Cenzic 232 Patent
Paid Advertising
web application security lab

Blocking Bots By HTAccess

While doing a little research into some random stuff for a client I ran into a bot that was spidering in a bad way. Within a few search results pages I found my way to a blog entry by BrontoBytes talking about blocking spiders by HTAccess. This is a pretty interesting pro-active approach to stopping request level attacks, and something used commonly by mod_security, for instance. You can check out the blog entry which shows how to set up an .htaccess file to block some modern robots.

A word of caution, however, is that some of these aren’t “bad” per se - but they may be undesirable. Like Baidu is simply a chinese robot that doesn’t obey the robots.txt file. Some might find that terrible but others might be okay with it. wget and libwww for instance just mean someone is manually interested in your robot. If you consider that bad (system level exhaustion perhaps?), then there are lots of other things you should probably be blocking too.

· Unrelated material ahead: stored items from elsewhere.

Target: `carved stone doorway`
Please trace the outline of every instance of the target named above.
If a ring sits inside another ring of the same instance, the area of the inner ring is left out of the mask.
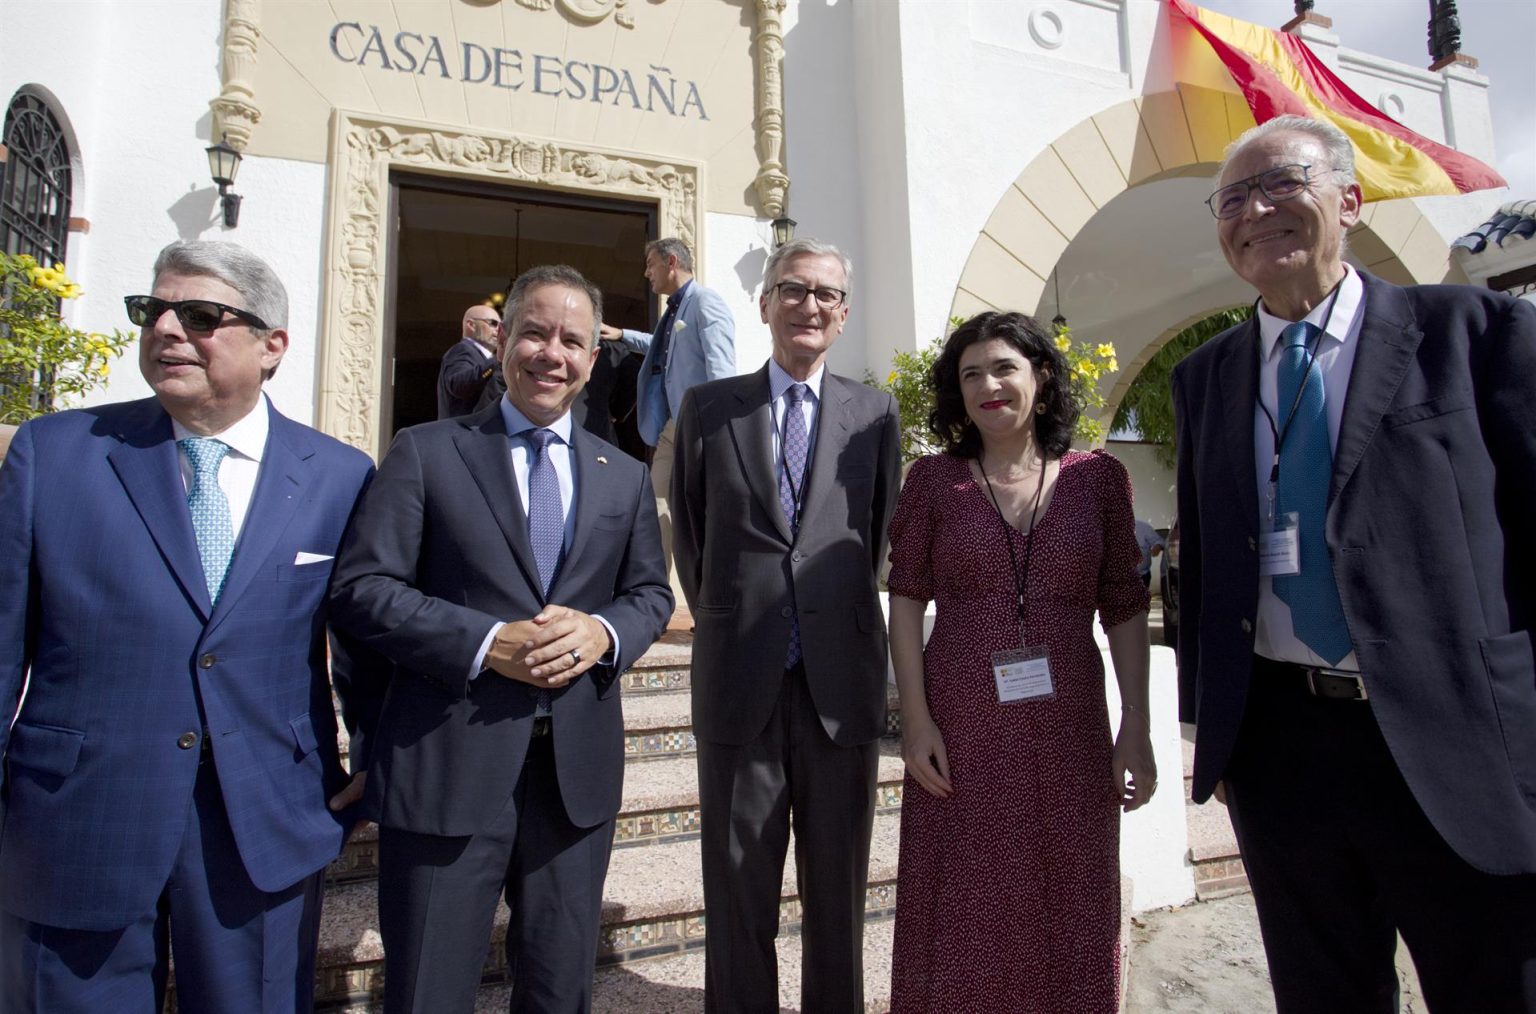
[[[390,202],[383,445],[437,417],[438,366],[459,340],[465,309],[536,264],[569,264],[590,279],[608,323],[651,327],[655,300],[643,272],[646,241],[656,238],[653,204],[411,173],[391,174]],[[618,382],[622,358],[599,357],[585,411],[632,408],[633,377],[627,390]]]
[[[393,329],[386,289],[393,276],[389,222],[397,174],[518,188],[545,202],[569,196],[649,208],[651,234],[679,237],[702,264],[708,258],[701,172],[681,159],[336,110],[316,425],[375,457],[389,445],[393,430],[384,417],[392,406],[385,394],[392,386]],[[452,312],[448,323],[455,330],[477,292]]]

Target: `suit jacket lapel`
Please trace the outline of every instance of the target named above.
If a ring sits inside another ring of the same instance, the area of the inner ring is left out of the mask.
[[[1424,339],[1401,289],[1363,271],[1360,279],[1365,283],[1365,314],[1334,446],[1330,506],[1360,464]]]
[[[752,374],[752,382],[736,393],[746,411],[731,417],[731,439],[741,459],[747,487],[773,518],[785,542],[793,542],[789,519],[779,504],[778,469],[773,460],[773,405],[768,396],[768,367]]]
[[[209,629],[229,615],[261,568],[283,562],[270,559],[272,548],[287,530],[313,481],[308,459],[315,449],[305,438],[303,428],[278,414],[265,399],[262,403],[270,413],[267,446],[262,451],[256,488],[251,492],[240,539],[235,543],[235,555],[229,561],[229,573],[224,578],[224,590],[219,593]]]
[[[1259,401],[1259,325],[1250,319],[1228,339],[1217,365],[1225,406],[1227,472],[1237,483],[1238,504],[1253,529],[1259,525],[1259,494],[1253,482],[1253,412]]]
[[[566,549],[564,562],[555,572],[555,583],[549,589],[551,602],[560,601],[555,593],[565,583],[566,577],[575,573],[583,550],[593,541],[585,536],[590,536],[596,530],[597,515],[602,510],[603,491],[607,488],[603,482],[606,478],[603,469],[607,462],[598,461],[600,456],[600,445],[596,438],[580,426],[573,426],[571,429],[571,475],[576,485],[576,502],[571,505],[571,510],[576,512],[575,535]],[[610,549],[608,546],[599,548],[604,552]]]
[[[492,405],[480,413],[465,417],[463,429],[454,434],[454,446],[464,459],[470,478],[491,508],[517,565],[522,568],[529,587],[538,591],[539,567],[533,558],[533,543],[528,541],[528,514],[517,495],[517,477],[512,474],[512,454],[501,409]]]
[[[171,417],[157,403],[146,402],[144,415],[125,420],[118,439],[122,443],[112,449],[107,460],[166,565],[206,621],[213,608],[203,561],[197,555],[197,536],[192,532]]]
[[[801,527],[806,518],[820,516],[820,509],[837,487],[837,456],[848,446],[852,417],[851,395],[843,378],[822,375],[821,404],[816,407],[816,438],[811,441],[811,460],[806,462],[805,499],[800,504]]]

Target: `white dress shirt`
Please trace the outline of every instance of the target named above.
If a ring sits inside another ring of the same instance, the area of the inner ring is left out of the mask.
[[[1355,366],[1355,352],[1360,347],[1360,322],[1365,315],[1365,285],[1349,265],[1344,266],[1344,280],[1339,283],[1338,294],[1325,299],[1304,318],[1326,330],[1317,339],[1314,359],[1323,378],[1324,408],[1328,414],[1328,444],[1337,451],[1339,445],[1339,420],[1344,416],[1344,396],[1349,390],[1350,373]],[[1330,306],[1331,304],[1331,306]],[[1269,475],[1275,463],[1275,434],[1269,428],[1273,419],[1275,428],[1285,425],[1285,415],[1290,406],[1277,406],[1276,374],[1279,370],[1280,332],[1294,321],[1274,316],[1259,301],[1256,313],[1259,322],[1259,405],[1253,408],[1253,459],[1254,477],[1258,483],[1259,516],[1269,516]],[[1269,410],[1266,416],[1264,409]],[[1265,658],[1279,662],[1295,662],[1299,665],[1321,666],[1330,669],[1358,671],[1360,664],[1351,651],[1336,665],[1322,658],[1302,643],[1291,626],[1291,607],[1275,594],[1274,579],[1259,578],[1259,615],[1253,639],[1253,650]]]
[[[510,438],[508,443],[511,445],[512,475],[517,481],[517,498],[523,505],[523,515],[526,517],[528,514],[528,471],[533,467],[533,447],[523,434],[528,430],[538,429],[539,427],[536,423],[531,422],[527,416],[519,412],[505,395],[502,396],[499,407],[501,408],[502,425],[506,427],[507,435]],[[555,478],[560,483],[560,510],[565,518],[563,544],[565,553],[569,555],[571,545],[576,538],[576,512],[571,509],[576,504],[576,469],[572,467],[571,462],[571,430],[573,428],[571,413],[565,413],[565,415],[556,419],[545,428],[553,431],[555,436],[560,438],[559,440],[551,441],[549,445],[549,463],[554,466]],[[594,614],[592,618],[603,625],[604,629],[608,631],[609,640],[613,642],[613,647],[602,658],[598,659],[598,664],[612,665],[619,654],[619,633],[601,616]],[[474,679],[485,670],[485,655],[491,650],[491,642],[496,640],[496,632],[504,626],[506,626],[505,623],[498,623],[491,627],[490,632],[485,635],[485,639],[480,642],[480,650],[475,653],[475,661],[469,671],[470,679]]]
[[[219,462],[219,488],[229,500],[230,531],[237,545],[245,516],[251,509],[251,497],[256,494],[256,479],[261,475],[261,456],[267,449],[267,432],[271,429],[270,412],[267,396],[263,394],[256,399],[256,407],[233,426],[222,433],[209,434],[211,439],[222,441],[229,447],[229,453]],[[196,472],[192,462],[187,460],[187,452],[181,449],[180,442],[201,434],[193,433],[174,418],[171,420],[171,434],[177,441],[176,460],[181,462],[182,486],[190,496]]]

Anyway, it’s a pretty good starter list.

10 Responses to “Blocking Bots By HTAccess”

  1. Beelzebub Says:

    Hmmm. Wouldn’t bots not respecting robots.txt use a spoofed user agent?

  2. hackathology Says:

    Cool stuff. That article is well written..

  3. Ronald van den Heetkamp Says:

    I have a similar list obtained by staring into my logs and detect badbots over the years, It’s about 3 times as large as that one. The Waybackmachinebot should be on it also, or else your facing eternity in the internet archive. I figure no one wants that, imagine that… :)

  4. ChosenOne Says:

    @Beelzebub: That’s just what I thought…nice list though

  5. eKstreme Says:

    You’d be surprised how many bad bots do not spoof their UA.

    I keep my own list too, but it’s nice to find some new ones.

    Pierre

  6. hackathology Says:

    Ronald, care to share your list?? Post it in the forum maybe? I would love to have a glimpse.

  7. Johann Says:

    I don’t recommend using these ages-old lists.

    There are bad bots missing (like “” or “Mozilla”) and most of the list could be compressed a lot (”Missigua Locator”, “Missigua Locate” etc.). It’s also lacking some of the newer scripts.

    Setting up bot traps can be effective however you probably need more than just one.

    Blocking entire nets is very effective.

    I posted some of the ones I see most in The top 10 spam bot user agents you MUST block. NOW., but I still have lots more blocked.

  8. Ronald van den Heetkamp Says:

    I will post my .htaccess soon I thought about making it an article someday because it contains a ton of other security measures.

  9. Ronald van den Heetkamp Says:

    @hackathology

    I’ve uploaded my .htaccess as a txt file here, I don’t know how much it resembles from the above blog post, but I know it’s a ton more: 284 bots, harvesters and web scripts.

    See: http://www.0×000000.com/ht.txt

  10. Johann Says:

    Ronald,

    that’s quite an extensive list, however: How many of those do you actually see on your site?

    Also, why one would block the W3C validator is beyond me, too (yes, you can use it as a proxy, but there are easier ones out there).

    And btw it’s “heritrix,” not “Heretrix.”